On examination: blood pressure was 92/52 mm Hg and pulse was 88 pm and regular. Jugular venous pressure was not elevated. There was minimal ankle edema. There were bilateral basal crackles. There was a 3/6 holosystolic murmur at the apex and a 1/6 ejection murmur at the left sternal border. Peripheral pulses were intact. Neurologic examination was unremarkable.
ECG showed sinus rhythm and a left bundle branch block. Echocardiography showed poor left ventricular function at the apex and a thrombus at the apex of the left ventricle. Cardiac catheterization was carried out through a 6 French sheath in the right femoral artery with a 6F pigtail and Judkins coronary catheters. A multipurpose catheter was used for the right graft. The left ventricle was not entered because of the thrombus and left ventriculography was not undertaken. There was evidence of severe three vessel coronary artery disease with an occluded LAD, obtuse marginals, and right coronary artery. There were patent vein grafts to the LAD on the right. There was an occluded vein graft in the left circumflex system. No critical lesion that were seen at this time were available to angioplasty or stent.

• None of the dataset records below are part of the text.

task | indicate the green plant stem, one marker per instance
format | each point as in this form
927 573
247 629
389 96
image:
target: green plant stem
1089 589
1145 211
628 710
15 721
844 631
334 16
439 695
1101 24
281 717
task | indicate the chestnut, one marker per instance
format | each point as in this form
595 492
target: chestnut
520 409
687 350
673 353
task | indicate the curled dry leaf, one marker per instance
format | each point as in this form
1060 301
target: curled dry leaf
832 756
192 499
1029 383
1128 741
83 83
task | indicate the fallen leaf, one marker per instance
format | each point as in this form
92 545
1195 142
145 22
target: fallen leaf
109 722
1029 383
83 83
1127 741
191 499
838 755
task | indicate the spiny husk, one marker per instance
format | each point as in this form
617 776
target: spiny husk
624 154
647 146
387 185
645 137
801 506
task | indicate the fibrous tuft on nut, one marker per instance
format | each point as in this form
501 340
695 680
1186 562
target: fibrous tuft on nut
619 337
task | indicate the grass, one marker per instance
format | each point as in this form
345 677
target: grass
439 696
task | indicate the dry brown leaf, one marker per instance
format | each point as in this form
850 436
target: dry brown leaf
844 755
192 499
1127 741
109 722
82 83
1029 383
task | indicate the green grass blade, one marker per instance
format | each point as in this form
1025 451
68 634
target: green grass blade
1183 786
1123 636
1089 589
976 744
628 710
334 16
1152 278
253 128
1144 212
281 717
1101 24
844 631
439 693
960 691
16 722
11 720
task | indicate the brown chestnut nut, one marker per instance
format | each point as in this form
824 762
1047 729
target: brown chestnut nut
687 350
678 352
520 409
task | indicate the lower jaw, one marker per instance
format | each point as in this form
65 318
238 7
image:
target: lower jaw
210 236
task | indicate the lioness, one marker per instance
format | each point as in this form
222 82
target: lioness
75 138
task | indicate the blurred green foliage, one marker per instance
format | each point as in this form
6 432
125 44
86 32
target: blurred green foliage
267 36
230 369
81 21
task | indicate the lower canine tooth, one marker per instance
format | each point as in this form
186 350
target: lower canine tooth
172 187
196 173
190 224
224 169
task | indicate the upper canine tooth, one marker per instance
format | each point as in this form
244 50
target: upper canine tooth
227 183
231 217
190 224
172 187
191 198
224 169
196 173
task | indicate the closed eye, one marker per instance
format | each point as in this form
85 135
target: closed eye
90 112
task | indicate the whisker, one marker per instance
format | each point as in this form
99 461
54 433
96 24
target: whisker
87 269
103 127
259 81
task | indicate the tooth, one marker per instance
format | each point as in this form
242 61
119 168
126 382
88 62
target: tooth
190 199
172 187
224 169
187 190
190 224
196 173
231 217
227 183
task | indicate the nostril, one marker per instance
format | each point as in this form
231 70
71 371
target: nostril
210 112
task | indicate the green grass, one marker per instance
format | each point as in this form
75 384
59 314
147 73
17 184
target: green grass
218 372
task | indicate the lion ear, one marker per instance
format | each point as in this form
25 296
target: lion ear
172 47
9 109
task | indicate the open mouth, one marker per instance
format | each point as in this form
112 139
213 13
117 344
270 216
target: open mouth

The patient was treated medically. Intravenous heparin was given for the left ventricular thrombus and the patient was then started on warfarin therapy. He subsequently developed pain in his left thigh, hip and left leg associated with numbness. At the same time, the hemoglobin had been falling to around 8 gm/dl. Neurologic consultation was obtained. On examination he had an antalgic flexed posture and external rotation of the left thigh. There was weakness of the left iliopsoas and left quadriceps with adequate strength of dorsi and plantar flexors, obturators and hamstrings. He had an absent left patellar reflex. Sensory examination showed decreased pin-prick and light-touch on the anterior aspect of the left thigh and slightly below the knee.